Ve yaşamak için saklanmak zorunda kalanlar
                                              Ve kaçanlar...



Serinin ilk kitabı olan Karanlık Zihinler'i nihayet (!) 11 gün sonunda bitirmiş bulunmaktayım. Ucu ucuna Reading Slumpa girmekten kurtuldum gerçekten. Kitabı D&R'ın 10 TL kampanyasından Sen Benim Diğer Yarımsın ve Bazıları Kalbini Dinler ile birlikte almıştım. O ikisine o kadar çok bayılmıştım ki neden bilmiyorum ama Karanlık Zihinler içinde bir beklenti oluşturdu bende. Sanırım aa bu iki kitap güzelse üçüncüsü de güzel olur ya gibi bir hisse kapıldım. Birde ben bu kitapla ilgili çok güzel yorumlar okumuştum. Herkes harika, sonuna bayıldım, Buz Kapanı bir an önce çıksın falan diye yorumlar yazmıştı. Hal böyle olunca aldım elime okumaya başladım.Ve 11 günün sonunda kitabın yorumu ile karşınızdayım. En iyisi çok uzatmadan biraz konudan bahsedip yoruma geçeyim ben.

Ruby salgında hayatta kalan çocuklardan biridir. Fakat hayatta kalanlar IAAN adı verilen hastalığa yakalananlardır. Bu hastalık sonucunda bu çocuklar bir takım özel yetenekler kazanırlar. Ve bu çocukları yeteneklerine göre beş gruba bölerler. Maviler, yeşiller, turuncular, sarılar ve kırmızılar. Aileler ne yapacağını bilemez. Kimi çocuklarını rehabilitasyon merkezlerine gönderir onlardan korktukları için, kimi ise onları devletten saklar.


Kitap çok güzel bir şekilde başladı. Konusu, kurgusu o kadar farklı geldi ki.

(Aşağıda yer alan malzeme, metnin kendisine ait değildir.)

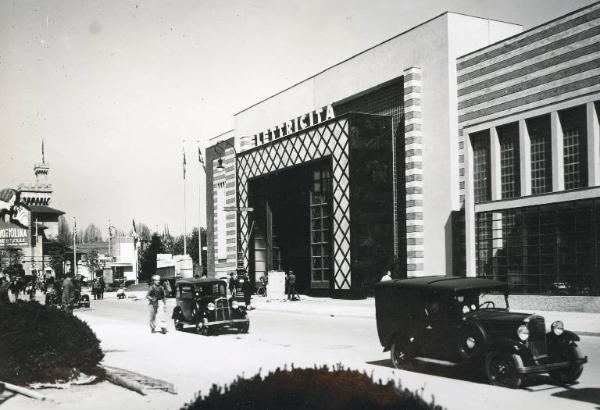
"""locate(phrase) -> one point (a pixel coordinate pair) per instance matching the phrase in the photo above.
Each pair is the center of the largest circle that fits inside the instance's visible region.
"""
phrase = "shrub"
(316, 388)
(42, 344)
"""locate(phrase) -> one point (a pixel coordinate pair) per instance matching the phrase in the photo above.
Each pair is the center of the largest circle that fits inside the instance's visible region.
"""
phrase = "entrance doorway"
(291, 224)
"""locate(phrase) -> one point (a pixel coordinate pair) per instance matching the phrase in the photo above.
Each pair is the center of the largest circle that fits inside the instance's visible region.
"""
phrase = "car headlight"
(470, 342)
(558, 328)
(523, 332)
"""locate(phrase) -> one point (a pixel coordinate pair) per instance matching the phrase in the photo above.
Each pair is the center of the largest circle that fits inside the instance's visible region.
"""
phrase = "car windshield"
(216, 289)
(471, 302)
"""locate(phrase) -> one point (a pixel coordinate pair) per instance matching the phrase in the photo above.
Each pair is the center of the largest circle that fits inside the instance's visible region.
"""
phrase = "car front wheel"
(402, 355)
(570, 374)
(501, 369)
(244, 328)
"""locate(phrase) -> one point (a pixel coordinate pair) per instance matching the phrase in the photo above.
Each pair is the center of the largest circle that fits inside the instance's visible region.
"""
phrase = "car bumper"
(225, 322)
(548, 367)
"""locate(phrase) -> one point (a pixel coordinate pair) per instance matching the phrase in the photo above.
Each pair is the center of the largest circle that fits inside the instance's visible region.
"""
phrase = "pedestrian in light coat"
(68, 294)
(157, 305)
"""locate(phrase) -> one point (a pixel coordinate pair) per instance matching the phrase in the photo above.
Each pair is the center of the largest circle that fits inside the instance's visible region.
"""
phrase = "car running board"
(436, 361)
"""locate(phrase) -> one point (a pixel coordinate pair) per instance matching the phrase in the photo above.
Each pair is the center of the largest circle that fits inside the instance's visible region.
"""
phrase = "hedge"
(304, 389)
(43, 344)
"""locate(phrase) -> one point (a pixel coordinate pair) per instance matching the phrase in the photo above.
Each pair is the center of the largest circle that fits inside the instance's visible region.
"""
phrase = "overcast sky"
(114, 87)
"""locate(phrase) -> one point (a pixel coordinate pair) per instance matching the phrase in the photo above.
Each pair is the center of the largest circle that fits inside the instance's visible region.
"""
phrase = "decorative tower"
(40, 192)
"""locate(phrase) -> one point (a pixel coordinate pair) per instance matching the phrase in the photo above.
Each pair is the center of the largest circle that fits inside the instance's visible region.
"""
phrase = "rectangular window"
(541, 154)
(574, 126)
(221, 222)
(508, 136)
(481, 166)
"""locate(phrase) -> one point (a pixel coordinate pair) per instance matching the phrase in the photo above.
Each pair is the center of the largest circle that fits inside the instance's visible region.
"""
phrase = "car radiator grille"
(222, 311)
(537, 336)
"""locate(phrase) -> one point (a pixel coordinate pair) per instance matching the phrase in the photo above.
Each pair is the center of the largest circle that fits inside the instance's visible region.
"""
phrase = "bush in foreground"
(304, 389)
(42, 344)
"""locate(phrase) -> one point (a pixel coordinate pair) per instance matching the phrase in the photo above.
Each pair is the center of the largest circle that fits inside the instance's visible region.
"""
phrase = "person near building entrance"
(247, 291)
(95, 288)
(4, 285)
(232, 283)
(387, 276)
(101, 286)
(291, 279)
(157, 305)
(68, 293)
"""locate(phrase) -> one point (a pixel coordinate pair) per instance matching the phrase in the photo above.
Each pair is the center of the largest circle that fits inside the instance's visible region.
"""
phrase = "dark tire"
(402, 354)
(202, 330)
(244, 328)
(570, 374)
(501, 369)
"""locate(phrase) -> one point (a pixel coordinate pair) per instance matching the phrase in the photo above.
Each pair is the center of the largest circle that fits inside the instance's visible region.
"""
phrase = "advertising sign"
(13, 236)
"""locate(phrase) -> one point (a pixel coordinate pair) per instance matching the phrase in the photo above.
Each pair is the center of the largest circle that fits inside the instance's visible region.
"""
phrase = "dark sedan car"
(203, 303)
(467, 321)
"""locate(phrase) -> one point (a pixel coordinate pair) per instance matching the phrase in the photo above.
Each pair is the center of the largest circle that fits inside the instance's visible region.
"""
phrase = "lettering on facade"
(294, 125)
(11, 235)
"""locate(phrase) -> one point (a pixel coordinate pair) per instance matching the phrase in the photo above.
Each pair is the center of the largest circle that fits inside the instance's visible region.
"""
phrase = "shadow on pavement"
(532, 383)
(586, 394)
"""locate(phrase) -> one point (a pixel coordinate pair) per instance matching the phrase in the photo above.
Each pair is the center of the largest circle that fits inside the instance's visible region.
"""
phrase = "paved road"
(279, 339)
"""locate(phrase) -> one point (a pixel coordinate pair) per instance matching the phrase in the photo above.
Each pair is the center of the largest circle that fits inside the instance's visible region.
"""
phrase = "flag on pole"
(200, 158)
(183, 149)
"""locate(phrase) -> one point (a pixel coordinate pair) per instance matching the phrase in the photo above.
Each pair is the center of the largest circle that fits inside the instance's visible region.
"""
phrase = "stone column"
(413, 146)
(525, 158)
(593, 136)
(495, 177)
(558, 164)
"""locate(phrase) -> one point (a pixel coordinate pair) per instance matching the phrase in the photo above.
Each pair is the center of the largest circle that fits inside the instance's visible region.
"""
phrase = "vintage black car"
(203, 303)
(467, 321)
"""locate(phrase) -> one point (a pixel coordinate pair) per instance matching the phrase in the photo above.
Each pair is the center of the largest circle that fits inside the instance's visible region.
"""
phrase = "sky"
(118, 88)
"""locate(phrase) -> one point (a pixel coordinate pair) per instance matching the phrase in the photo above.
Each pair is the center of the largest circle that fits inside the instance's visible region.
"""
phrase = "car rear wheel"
(570, 374)
(202, 329)
(402, 354)
(501, 369)
(244, 328)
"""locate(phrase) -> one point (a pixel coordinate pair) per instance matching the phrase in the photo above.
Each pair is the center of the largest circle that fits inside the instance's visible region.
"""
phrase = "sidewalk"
(582, 323)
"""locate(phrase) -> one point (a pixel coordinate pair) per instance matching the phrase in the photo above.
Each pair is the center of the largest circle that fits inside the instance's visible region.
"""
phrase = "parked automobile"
(467, 321)
(203, 303)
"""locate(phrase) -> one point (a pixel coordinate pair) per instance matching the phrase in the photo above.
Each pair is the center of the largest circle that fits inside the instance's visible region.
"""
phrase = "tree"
(65, 235)
(92, 234)
(148, 257)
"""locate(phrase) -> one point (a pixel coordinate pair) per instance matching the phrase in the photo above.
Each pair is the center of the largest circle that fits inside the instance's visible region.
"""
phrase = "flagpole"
(74, 247)
(201, 161)
(184, 216)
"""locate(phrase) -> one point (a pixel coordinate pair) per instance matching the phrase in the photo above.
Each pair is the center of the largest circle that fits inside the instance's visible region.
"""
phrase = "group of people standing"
(240, 286)
(11, 288)
(98, 286)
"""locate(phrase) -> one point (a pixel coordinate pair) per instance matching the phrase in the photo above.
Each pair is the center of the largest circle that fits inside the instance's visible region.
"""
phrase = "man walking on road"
(68, 294)
(156, 295)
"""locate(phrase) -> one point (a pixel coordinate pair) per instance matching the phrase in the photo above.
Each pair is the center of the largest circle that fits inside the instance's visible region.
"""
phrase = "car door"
(186, 300)
(440, 328)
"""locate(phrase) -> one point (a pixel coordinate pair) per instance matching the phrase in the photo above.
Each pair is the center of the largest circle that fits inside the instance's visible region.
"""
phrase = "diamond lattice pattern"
(330, 139)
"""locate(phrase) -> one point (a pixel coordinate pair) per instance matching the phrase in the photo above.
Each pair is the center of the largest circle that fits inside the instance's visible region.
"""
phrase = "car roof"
(199, 281)
(444, 283)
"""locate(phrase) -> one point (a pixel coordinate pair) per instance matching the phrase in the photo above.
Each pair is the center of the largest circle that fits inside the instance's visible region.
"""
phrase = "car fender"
(176, 312)
(506, 344)
(396, 335)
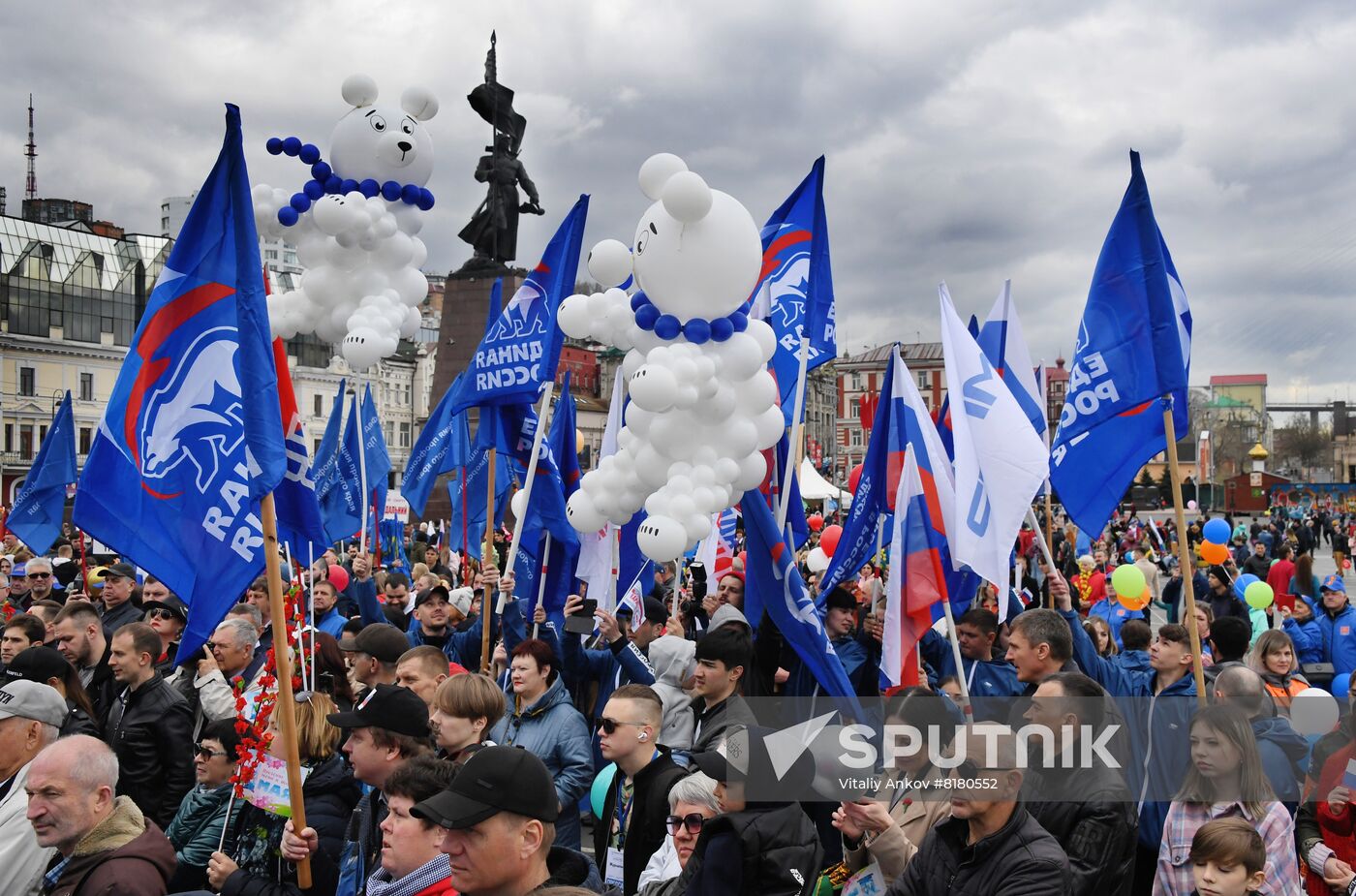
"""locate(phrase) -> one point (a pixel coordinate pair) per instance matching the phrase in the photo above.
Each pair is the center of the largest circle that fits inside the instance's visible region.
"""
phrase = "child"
(1227, 858)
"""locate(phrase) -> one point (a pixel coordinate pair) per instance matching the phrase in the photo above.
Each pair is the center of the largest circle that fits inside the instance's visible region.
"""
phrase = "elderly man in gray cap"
(30, 719)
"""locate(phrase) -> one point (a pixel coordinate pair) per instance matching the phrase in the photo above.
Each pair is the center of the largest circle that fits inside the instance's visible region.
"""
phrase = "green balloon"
(1128, 580)
(1258, 596)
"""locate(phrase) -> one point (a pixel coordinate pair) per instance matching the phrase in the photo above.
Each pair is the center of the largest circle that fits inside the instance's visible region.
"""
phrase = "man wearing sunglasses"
(40, 579)
(632, 823)
(990, 844)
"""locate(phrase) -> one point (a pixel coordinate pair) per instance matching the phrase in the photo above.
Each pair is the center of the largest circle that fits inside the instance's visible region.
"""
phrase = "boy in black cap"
(499, 817)
(385, 729)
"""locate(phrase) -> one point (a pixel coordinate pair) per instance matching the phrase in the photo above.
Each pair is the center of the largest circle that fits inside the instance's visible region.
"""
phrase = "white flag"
(596, 549)
(1001, 461)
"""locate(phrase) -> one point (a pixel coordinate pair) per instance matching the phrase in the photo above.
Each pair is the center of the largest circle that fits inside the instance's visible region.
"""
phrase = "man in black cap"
(121, 603)
(375, 652)
(499, 818)
(385, 729)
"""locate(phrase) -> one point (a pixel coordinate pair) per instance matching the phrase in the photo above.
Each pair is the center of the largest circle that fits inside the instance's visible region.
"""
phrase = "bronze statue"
(492, 231)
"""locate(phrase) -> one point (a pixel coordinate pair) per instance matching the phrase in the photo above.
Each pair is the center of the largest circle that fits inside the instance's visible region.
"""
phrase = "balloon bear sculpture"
(354, 225)
(702, 404)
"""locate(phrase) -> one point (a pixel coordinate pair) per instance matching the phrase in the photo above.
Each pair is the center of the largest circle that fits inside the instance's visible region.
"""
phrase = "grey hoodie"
(673, 659)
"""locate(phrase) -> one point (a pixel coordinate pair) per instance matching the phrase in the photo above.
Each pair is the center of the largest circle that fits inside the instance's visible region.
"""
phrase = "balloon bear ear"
(419, 102)
(687, 197)
(657, 171)
(359, 91)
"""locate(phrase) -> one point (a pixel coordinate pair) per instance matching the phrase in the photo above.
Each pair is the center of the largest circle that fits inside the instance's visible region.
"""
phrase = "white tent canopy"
(817, 488)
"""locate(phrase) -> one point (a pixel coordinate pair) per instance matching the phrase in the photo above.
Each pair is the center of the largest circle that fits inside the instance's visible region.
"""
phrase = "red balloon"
(829, 539)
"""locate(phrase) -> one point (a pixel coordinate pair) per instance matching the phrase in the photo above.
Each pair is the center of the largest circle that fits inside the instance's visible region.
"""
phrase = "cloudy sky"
(965, 141)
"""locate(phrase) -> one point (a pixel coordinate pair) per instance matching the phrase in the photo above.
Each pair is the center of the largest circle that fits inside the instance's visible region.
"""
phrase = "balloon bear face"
(383, 141)
(701, 268)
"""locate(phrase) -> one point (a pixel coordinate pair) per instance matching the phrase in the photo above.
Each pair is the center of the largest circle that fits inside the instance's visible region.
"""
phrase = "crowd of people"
(630, 754)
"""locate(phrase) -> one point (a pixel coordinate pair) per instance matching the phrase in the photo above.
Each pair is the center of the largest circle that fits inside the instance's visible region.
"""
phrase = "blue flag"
(1132, 353)
(776, 584)
(192, 438)
(41, 503)
(444, 447)
(338, 476)
(799, 284)
(518, 354)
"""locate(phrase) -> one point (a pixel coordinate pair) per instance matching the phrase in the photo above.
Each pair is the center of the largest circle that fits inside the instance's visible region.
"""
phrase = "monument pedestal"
(465, 305)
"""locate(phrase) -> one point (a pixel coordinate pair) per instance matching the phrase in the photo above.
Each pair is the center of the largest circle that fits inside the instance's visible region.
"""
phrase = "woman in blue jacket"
(544, 722)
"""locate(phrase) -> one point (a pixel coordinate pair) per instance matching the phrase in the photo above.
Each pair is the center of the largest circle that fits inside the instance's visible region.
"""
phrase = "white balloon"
(763, 335)
(657, 171)
(580, 512)
(753, 469)
(662, 539)
(573, 318)
(770, 424)
(687, 197)
(609, 262)
(654, 387)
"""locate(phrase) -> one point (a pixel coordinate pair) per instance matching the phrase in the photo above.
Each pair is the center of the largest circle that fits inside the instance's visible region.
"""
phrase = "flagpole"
(362, 472)
(526, 487)
(487, 556)
(1184, 555)
(541, 582)
(796, 433)
(287, 715)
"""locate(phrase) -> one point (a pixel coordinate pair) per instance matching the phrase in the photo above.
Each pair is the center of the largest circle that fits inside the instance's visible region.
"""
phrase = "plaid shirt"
(1277, 828)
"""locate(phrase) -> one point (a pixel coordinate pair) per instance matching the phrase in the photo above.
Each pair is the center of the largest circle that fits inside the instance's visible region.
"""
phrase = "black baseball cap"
(37, 664)
(386, 706)
(379, 640)
(494, 780)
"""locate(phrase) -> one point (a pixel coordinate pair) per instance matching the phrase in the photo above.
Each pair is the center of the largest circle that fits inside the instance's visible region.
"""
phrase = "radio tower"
(30, 190)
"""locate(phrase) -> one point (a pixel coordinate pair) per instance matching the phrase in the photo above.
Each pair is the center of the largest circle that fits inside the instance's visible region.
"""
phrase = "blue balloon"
(1243, 582)
(697, 331)
(599, 791)
(647, 316)
(1217, 532)
(667, 326)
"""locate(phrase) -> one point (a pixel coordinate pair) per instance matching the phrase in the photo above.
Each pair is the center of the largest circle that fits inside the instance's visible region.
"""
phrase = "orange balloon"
(1214, 553)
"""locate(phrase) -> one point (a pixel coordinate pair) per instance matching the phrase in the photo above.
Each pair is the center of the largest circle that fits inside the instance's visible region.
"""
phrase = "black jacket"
(646, 818)
(151, 730)
(769, 849)
(1092, 817)
(1019, 859)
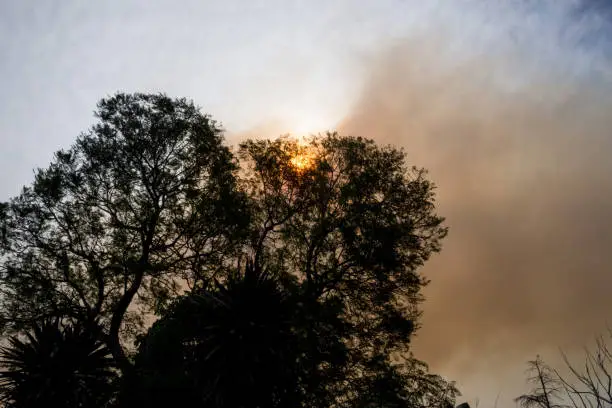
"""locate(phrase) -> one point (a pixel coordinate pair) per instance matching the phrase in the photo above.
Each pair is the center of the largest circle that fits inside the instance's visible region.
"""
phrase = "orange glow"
(301, 161)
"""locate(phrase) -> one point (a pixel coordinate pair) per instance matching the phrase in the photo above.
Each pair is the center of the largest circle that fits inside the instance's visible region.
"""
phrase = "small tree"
(547, 388)
(138, 202)
(586, 387)
(347, 219)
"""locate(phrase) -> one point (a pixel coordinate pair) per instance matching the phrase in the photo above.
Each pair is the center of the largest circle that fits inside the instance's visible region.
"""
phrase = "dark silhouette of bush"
(56, 365)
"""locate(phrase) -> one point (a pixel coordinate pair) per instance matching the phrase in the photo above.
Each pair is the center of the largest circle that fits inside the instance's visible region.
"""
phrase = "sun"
(301, 161)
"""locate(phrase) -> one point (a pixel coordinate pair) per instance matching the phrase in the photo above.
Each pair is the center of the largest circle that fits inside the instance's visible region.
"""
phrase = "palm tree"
(228, 345)
(56, 365)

Fakat 100 sayfadan sonra kitap bi monotonlaştı, bi ağırlaştı. Kitabı bıraktığım anlarda elime alasım gelmedi. Aldığımda saatlerce başında kalıp 50-100 sayfa okuyabildim. Bana kalırsa yazar çok çok uzun bir giriş kitabı yazmış. Seriyi üç kitap yapmak yerine uzattığı yerleri kısaltarak iki kitaba düşürebilirdi diye düşünüyorum. Çünkü bi ara gerçekten bunaldım. Okuyorum, okuyorum hep aynı yerde sayıyor gibi hissediyorum. Dedim sorun bende mi acaba herkes güzel yorum yapmıştı. Sonra girdim bir daha baktım yorumlara. Ve benim kadar sıkılan bir sürü insan görünce o kadar mutlu oldum ki anlatamam :D Bir çok insan beni biraz gaza getirmişti üstelik. Sonları çok güzel, ortalarda sıkılırsın zaten sakın bırakma diye. Ama üzülerek belirtmeliyim ki o sondan da beklediğimi alamadım. Evet beklenmedik bir sondu. Fakat 570 sayfa sabretmeme değecek bir son değildi.Neyse velhasıl bu kitabı sevmedim arkadaşlar, ne yaparsam yapayım sevemedim. Konusu o kadar güzel olmasına rağmen çok bunaltıcı bir yanı olduğunu düşünüyorum. Üstelik bana göre yazarın dili de çok ağır. Ben seriye devam etmeyi düşünmüyorum. Okuyan bir arkadaşa anlattırırım artık :D Kitaba puanım 2/5 İki puanı da kurguyu çok beğendiğim için verdim.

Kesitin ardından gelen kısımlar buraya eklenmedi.